Globally, cities face exacerbating water crises. The consequences of climate change and ongoing urban growth result in more intense water scarcity and flooding, while water pollution remains a pressing problem. Urban policymakers and practitioners have widely endorsed urban water circularity as a new paradigm to tackle these challenges. They pin high hopes for urban water sustainability and resilience on visions to combine diverse water management technologies in new infrastructure arrangements that enable a more circular water flow. This development reflects the broader dynamics of urban environmental governance in the Anthropocene, where urban environmental challenges are met with attempts to govern cities as complex adaptive systems.
This dissertation undertakes a critical inquiry into urban water circularity in practice. The main objective is to develop a more detailed and critical understanding of the political relationships between the visions of urban water circularity and the socio-technical changes in urban water infrastructures emerging in efforts to tackle urban water crises. The study aims to explore the contested governance of circular water restructuring in cities and its broader political entanglements with urban nature. To grasp the complex and situated socio-technical interactions that shape circular urban water restructuring, the study focuses on the case of Los Angeles. Three sub-cases are examined in detail: wastewater recycling (Chapter 2), stormwater capture (Chapter 3), and landscape water conservation in residential gardens (Chapter 4).
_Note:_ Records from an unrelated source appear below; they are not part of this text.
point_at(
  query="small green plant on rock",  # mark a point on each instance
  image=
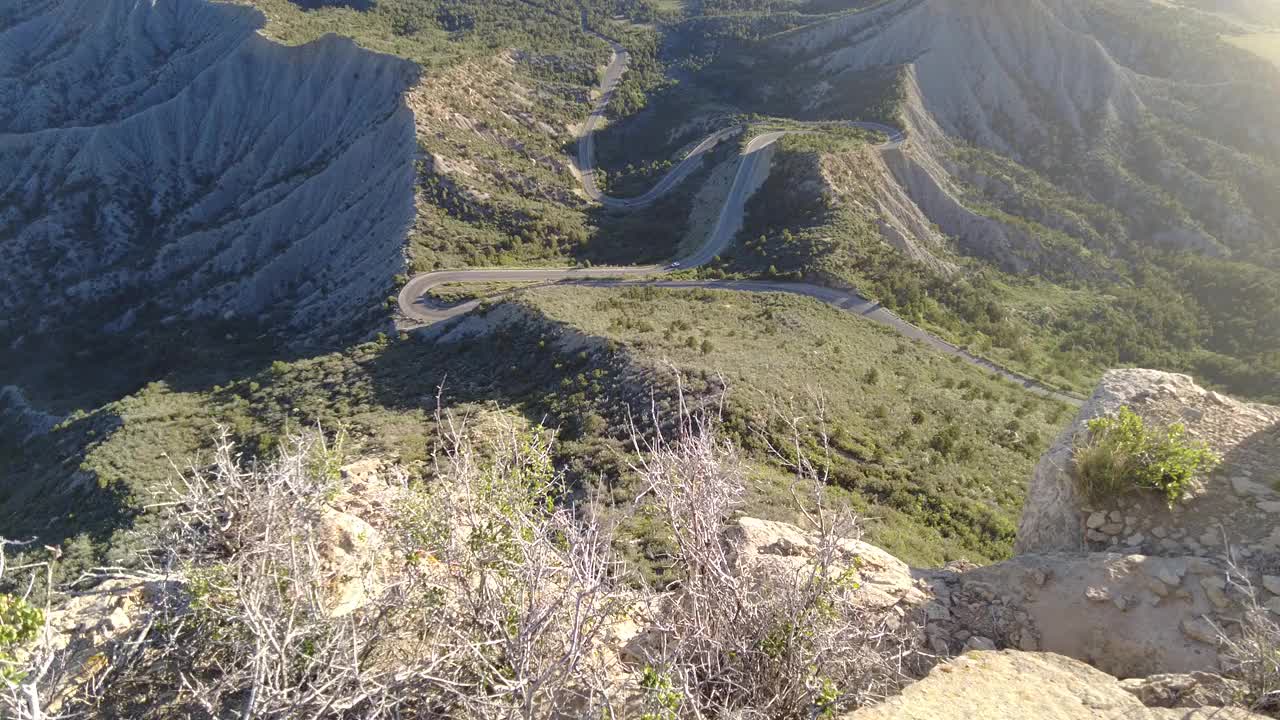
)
(1124, 455)
(19, 623)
The main conceptual focus of this dissertation is on the political role of technology in endeavors to realize ideas of urban water circularity. The study employs and refines critical debates on urban infrastructures and in science and technology studies to analyze the technopolitics of infrastructural change in emerging circular water cities. This focus highlights how actors pursue political goals in processes of infrastructural change through technology.